“No. Do not bring a stranger into this. We do not want every other village hearing of our troubles.”
“Try to imagine it. I will bring in the Inquisitor and let him find the guilty man. Then he will declare the town free of all evil influences, and the markets will thrive. It will be over in a fortnight. You won’t have to do anything. No one will care if you don’t make an arrest. But we will all gain recognition. God could very well be in this tragedy for our good.”
“No,” Bjorn said in a tone meant to end the conversation. “No outsiders. Don’t speak of it again.”
“Bjorn,” Stefan said, his face turning red. “Have you seen the way they look at me? Everyone in town looks at me as if I allowed this. Even you accuse me, in your way. I’m not stupid.”
“Then don’t act it. An Inquisitor will come here looking for the Devil, and he may very well find one. How will you look then?”
“You’re wrong,” Stefan said.
“Look at your feet, my friend.”
Stefan looked down. The edges of his robe were a bit dirty, but his feet were clean, despite the mud and chaos of spring.
“Do you see the ground you’re standing on?”
Stefan looked up. “Yes.”
Bjorn pointed a finger at him. “That’s the only thing you know for certain. You hear what people want to tell you, only the sins they feel guilt for. The difference between you and me? I see what they do when they leave your church. I see the sins they commit without guilt or shame.”
Stefan watched him walk away, standing there in the dirt with chaos not far away. A red fleck caught his eye, a cardinal in a barren tree. The branches were just beginning to build up at the ends, preparing for spring, and the bird glistened, a trembling ruby startling in its perfection, in its dazzling, unrepentant red. Stefan stared at it until the sun caught its feathers just right, and for a moment he saw his whole village blinded with red. Beyond the barren tree, behind the houses with dark smoke curling from their chimneys, a wolf howled.
Cold wind stung his cheeks, and he shook free of the moment, pulling his arms in with a shiver. Winter had not finished with them yet.
Chapter Six
Mia was startled awake when she heard a spoon bang against the wall. Margarite was anxious for supper.
“Coming, Margarite,” Mia yelled. Yelling made her sound angry, but Margarite could not help being deaf.
Margarite groaned and hit the spoon against the wall once more. The busyness of meals, of interacting with Mia, made Margarite forget the pain, Mia suspected. Food became something they could still do together, one last link. Mia did not know if the woman even tasted the food or just wanted Mia to touch her and look at her. When old ones stopped eating, they died. Everyone knew that, including Margarite. She wasn’t ready to die.
The old woman held on even though her body failed more every day and the pain in her bones grew steadily worse. Her wasting disease showed no remorse, daily marching her closer to death. Mia did not understood why Margarite held on. She, too, once had a will to live, even through times when nothing existed to live for. But then she had been young, and there had been hope. For Margarite, what hope was there but death? Death would relieve Margarite’s suffering, so why did she resist it?
Mia sighed, walking to the pottage, waving a hand at Margarite to signal that the meal was on the way. She stirred the pottage, careful to scrape along the bottom where most of the meat had sunk. Margarite should put some more weight on her frail frame. She might feel better if she had more cushion, more softness around her bones.
Mia hoped Margarite’s sense of smell was still intact.

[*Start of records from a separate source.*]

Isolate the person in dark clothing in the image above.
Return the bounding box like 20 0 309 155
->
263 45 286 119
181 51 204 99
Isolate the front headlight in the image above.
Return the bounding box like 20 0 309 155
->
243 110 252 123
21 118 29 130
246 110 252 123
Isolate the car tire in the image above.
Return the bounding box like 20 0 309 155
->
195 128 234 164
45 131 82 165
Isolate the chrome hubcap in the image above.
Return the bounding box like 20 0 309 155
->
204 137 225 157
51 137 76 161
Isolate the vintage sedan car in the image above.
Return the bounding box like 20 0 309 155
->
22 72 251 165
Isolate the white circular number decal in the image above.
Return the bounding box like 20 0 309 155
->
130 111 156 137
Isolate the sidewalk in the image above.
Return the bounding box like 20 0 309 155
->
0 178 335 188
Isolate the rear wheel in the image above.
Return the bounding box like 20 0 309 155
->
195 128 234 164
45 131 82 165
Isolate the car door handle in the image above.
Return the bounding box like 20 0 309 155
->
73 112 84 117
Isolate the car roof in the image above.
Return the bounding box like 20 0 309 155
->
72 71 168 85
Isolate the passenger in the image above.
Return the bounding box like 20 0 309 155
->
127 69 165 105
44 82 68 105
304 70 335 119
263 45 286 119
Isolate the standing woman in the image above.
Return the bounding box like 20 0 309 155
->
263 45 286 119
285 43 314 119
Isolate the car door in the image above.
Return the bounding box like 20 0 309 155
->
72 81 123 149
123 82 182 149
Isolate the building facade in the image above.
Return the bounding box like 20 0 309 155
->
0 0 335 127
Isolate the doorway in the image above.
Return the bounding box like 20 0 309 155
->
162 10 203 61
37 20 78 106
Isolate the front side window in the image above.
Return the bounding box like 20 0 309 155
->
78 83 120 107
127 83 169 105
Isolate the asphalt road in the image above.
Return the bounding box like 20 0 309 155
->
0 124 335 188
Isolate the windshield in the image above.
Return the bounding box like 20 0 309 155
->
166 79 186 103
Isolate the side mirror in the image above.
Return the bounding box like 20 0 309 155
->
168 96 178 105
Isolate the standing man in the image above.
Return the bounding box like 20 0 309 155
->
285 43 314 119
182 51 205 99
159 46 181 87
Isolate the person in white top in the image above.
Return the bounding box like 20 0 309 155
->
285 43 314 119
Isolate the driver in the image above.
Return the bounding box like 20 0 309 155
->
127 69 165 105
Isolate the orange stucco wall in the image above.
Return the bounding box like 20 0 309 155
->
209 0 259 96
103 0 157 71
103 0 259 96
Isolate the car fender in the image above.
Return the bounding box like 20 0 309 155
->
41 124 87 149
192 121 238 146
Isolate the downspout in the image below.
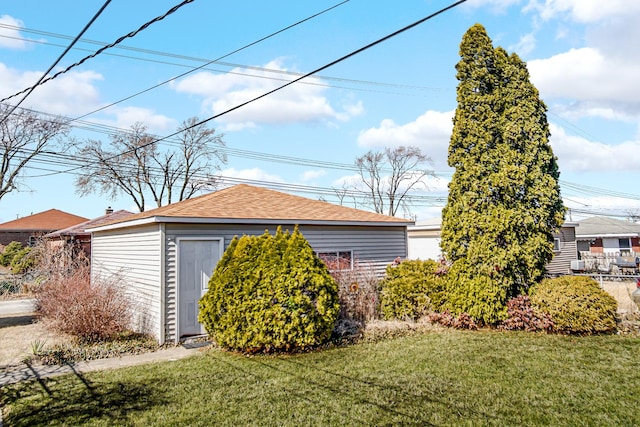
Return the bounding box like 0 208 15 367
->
158 222 167 344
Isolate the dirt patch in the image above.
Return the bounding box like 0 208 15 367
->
0 313 69 367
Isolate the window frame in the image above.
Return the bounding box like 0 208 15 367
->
316 249 353 271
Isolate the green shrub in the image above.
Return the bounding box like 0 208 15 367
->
199 227 340 353
530 276 618 334
499 295 553 332
11 248 36 274
444 260 509 325
0 242 22 267
380 260 445 320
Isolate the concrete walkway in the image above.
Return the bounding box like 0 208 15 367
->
0 342 209 388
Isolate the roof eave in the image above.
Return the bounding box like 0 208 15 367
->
85 216 414 233
576 233 640 240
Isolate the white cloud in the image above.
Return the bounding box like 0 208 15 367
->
107 107 177 133
358 110 453 165
220 168 285 183
527 47 640 119
172 60 363 131
509 33 536 57
549 123 640 172
462 0 520 14
0 15 27 49
301 169 327 182
0 63 102 116
525 0 640 23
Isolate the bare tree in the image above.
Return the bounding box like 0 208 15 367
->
355 146 435 216
76 117 227 212
0 104 69 200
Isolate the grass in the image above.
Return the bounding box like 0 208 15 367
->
0 331 640 426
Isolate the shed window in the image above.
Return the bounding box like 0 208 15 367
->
618 237 631 250
318 251 353 271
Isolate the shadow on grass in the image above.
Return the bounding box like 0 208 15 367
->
0 365 168 426
0 314 36 328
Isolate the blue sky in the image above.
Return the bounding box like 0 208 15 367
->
0 0 640 222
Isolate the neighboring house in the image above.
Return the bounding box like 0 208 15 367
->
576 216 640 255
89 184 413 343
44 207 133 258
407 218 578 275
0 209 88 246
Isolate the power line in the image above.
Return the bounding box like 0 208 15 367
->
0 20 453 92
8 101 640 206
31 0 467 182
0 0 111 123
73 0 350 120
0 0 194 102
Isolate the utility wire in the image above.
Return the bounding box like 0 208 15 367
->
0 0 111 123
8 102 640 206
69 0 467 173
0 0 194 102
69 0 350 121
0 20 454 91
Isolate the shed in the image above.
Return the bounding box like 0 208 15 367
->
407 218 578 275
576 216 640 255
89 184 413 343
0 209 88 246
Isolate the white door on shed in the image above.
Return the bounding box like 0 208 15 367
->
178 239 222 337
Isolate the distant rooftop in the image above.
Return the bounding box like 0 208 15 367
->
0 209 88 231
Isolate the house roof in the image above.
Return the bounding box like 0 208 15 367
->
90 184 413 231
0 209 88 231
576 216 640 239
45 209 133 239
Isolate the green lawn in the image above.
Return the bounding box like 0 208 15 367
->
0 331 640 426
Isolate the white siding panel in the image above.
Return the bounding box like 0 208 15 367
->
164 224 407 342
91 224 161 339
547 227 578 276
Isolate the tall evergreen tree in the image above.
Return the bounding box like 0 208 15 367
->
441 24 565 323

The sage, already good for picking this early in the season, blended well with the rosemary. Sage lent a lovely green undertone in their tiny home that always smelled of sharp, sweet rosemary. Rosemary stayed green and lush through the final frost of spring and needed no care from Mia. She loved it for being so dependable. She loved it for not needing her.

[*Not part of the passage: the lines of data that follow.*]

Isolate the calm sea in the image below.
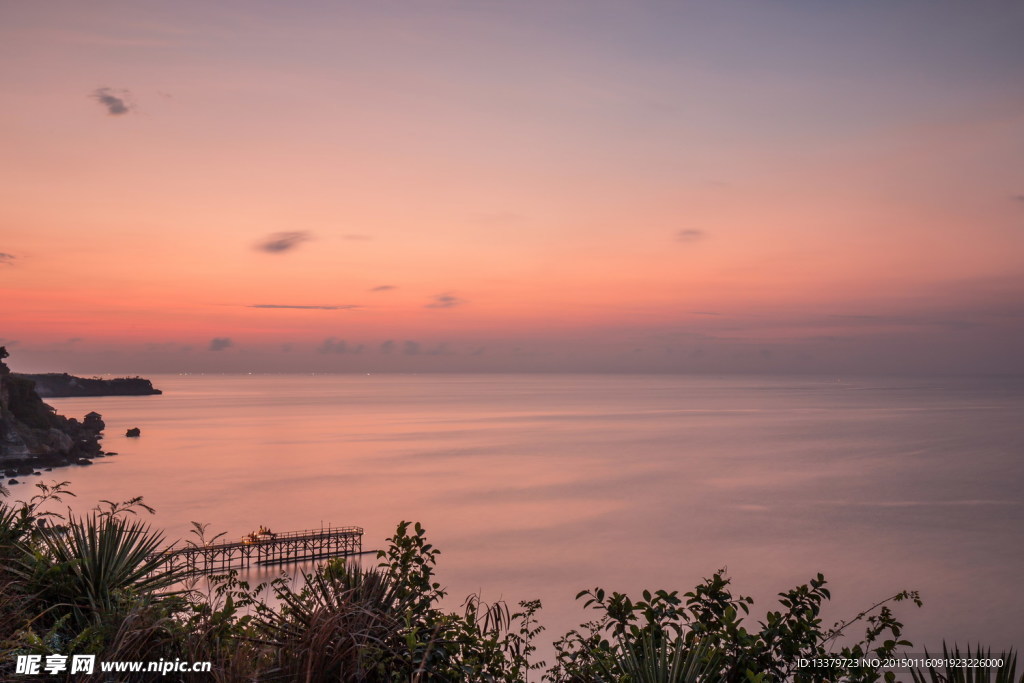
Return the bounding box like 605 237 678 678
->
34 375 1024 651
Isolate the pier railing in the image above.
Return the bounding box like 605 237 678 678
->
153 526 362 573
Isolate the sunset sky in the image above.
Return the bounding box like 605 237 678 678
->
0 0 1024 374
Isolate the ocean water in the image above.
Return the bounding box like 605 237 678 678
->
32 375 1024 651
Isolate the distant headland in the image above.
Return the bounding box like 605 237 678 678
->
11 373 163 398
0 346 161 483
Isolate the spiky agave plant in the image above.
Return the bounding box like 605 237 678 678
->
910 643 1024 683
14 511 181 628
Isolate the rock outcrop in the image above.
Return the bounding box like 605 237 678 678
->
13 373 163 398
0 346 104 474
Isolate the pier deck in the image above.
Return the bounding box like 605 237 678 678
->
158 526 362 573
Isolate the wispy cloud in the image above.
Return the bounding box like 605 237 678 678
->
90 88 135 116
425 292 466 308
248 303 359 310
208 337 234 351
676 229 708 242
473 211 526 225
256 231 312 254
316 337 364 353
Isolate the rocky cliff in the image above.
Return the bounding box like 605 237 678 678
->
0 346 104 476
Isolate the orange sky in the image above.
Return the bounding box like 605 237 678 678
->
0 0 1024 373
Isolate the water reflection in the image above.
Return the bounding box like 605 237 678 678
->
37 376 1024 647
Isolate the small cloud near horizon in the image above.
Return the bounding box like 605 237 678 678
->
246 303 359 310
676 229 708 242
424 292 466 308
209 337 234 351
473 211 526 225
316 337 365 353
256 231 311 254
89 87 135 116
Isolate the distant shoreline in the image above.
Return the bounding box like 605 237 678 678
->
12 373 163 398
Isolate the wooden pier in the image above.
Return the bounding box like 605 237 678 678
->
155 526 362 573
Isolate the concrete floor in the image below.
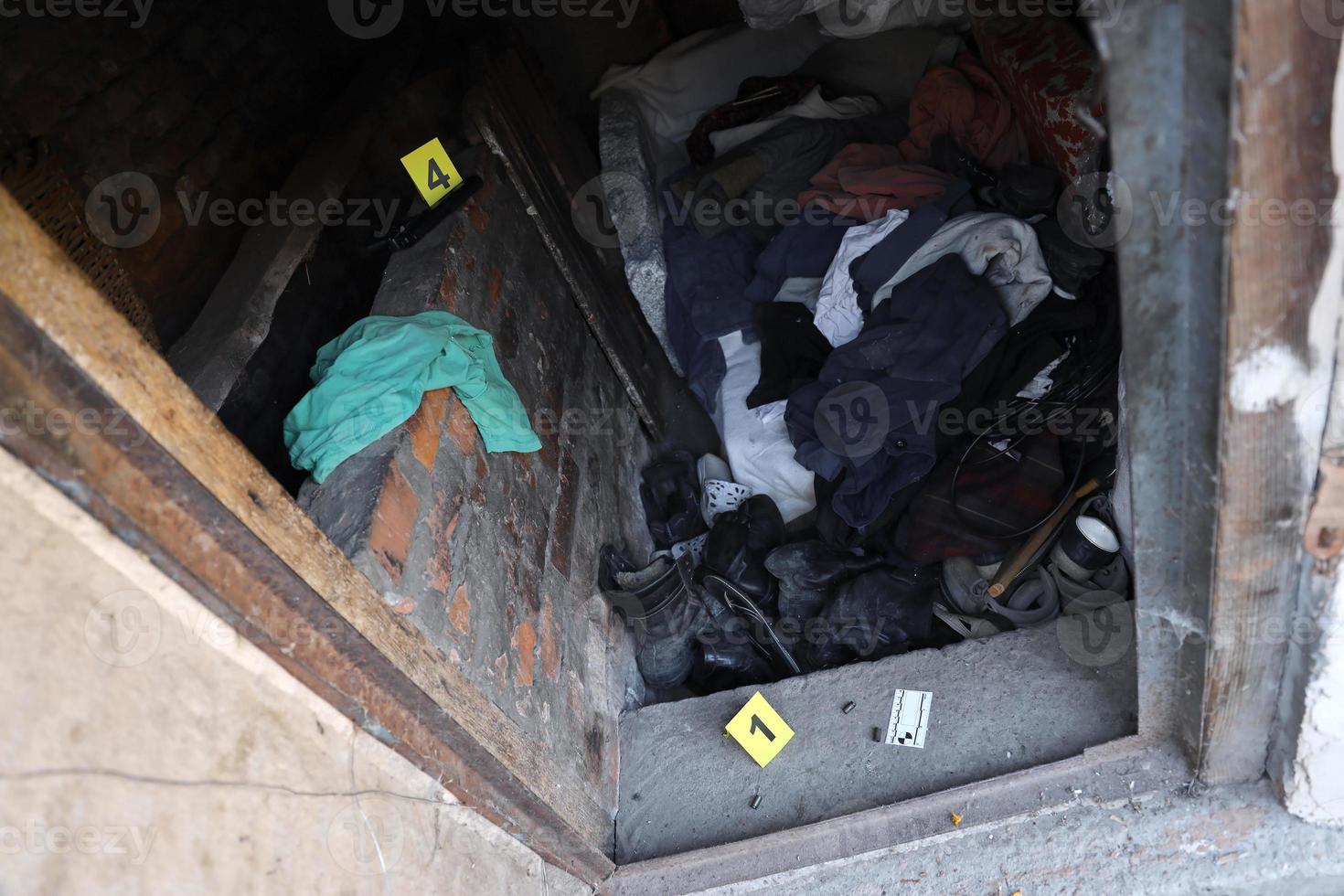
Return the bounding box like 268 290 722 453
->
615 617 1136 864
699 782 1344 896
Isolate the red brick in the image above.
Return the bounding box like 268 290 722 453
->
406 389 449 470
427 495 463 593
448 395 475 454
551 449 580 578
368 459 420 581
538 595 560 678
448 583 472 636
514 621 537 688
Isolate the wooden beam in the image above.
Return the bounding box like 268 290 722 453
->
168 51 414 411
466 51 719 452
0 189 612 881
1198 3 1340 784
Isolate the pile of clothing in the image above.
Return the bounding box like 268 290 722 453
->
603 20 1127 689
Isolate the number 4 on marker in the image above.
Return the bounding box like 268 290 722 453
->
402 137 463 206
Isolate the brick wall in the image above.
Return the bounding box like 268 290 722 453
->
0 0 360 346
300 160 648 827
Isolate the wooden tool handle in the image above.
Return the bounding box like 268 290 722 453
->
989 480 1101 598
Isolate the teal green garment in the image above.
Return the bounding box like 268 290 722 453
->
285 312 541 482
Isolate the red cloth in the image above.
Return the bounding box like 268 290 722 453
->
901 52 1027 169
798 144 953 221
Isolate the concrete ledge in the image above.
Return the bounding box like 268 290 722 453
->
615 612 1137 864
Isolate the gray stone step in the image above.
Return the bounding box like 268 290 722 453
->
615 604 1137 864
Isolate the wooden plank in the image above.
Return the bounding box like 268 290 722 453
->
0 185 612 864
168 51 414 411
466 51 719 452
1198 3 1340 784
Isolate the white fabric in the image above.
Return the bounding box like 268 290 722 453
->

Ladling the pottage into a wooden bowl, Mia pushed a chair close to Margarite’s and took the spoon from her. Margarite stared at her with a closed mouth, nodding in the direction of Alma, who played with a kitten. The kitten’s mother had depended on Mia for scraps in the winter, and Mia regarded the kitten as a welcome visitor. She would have to shoo it outside before Bjorn got home. But it was not the kitten that agitated Margarite.
Little Alma had those dark red circles under her eyes again, looking as if she had been beaten overnight.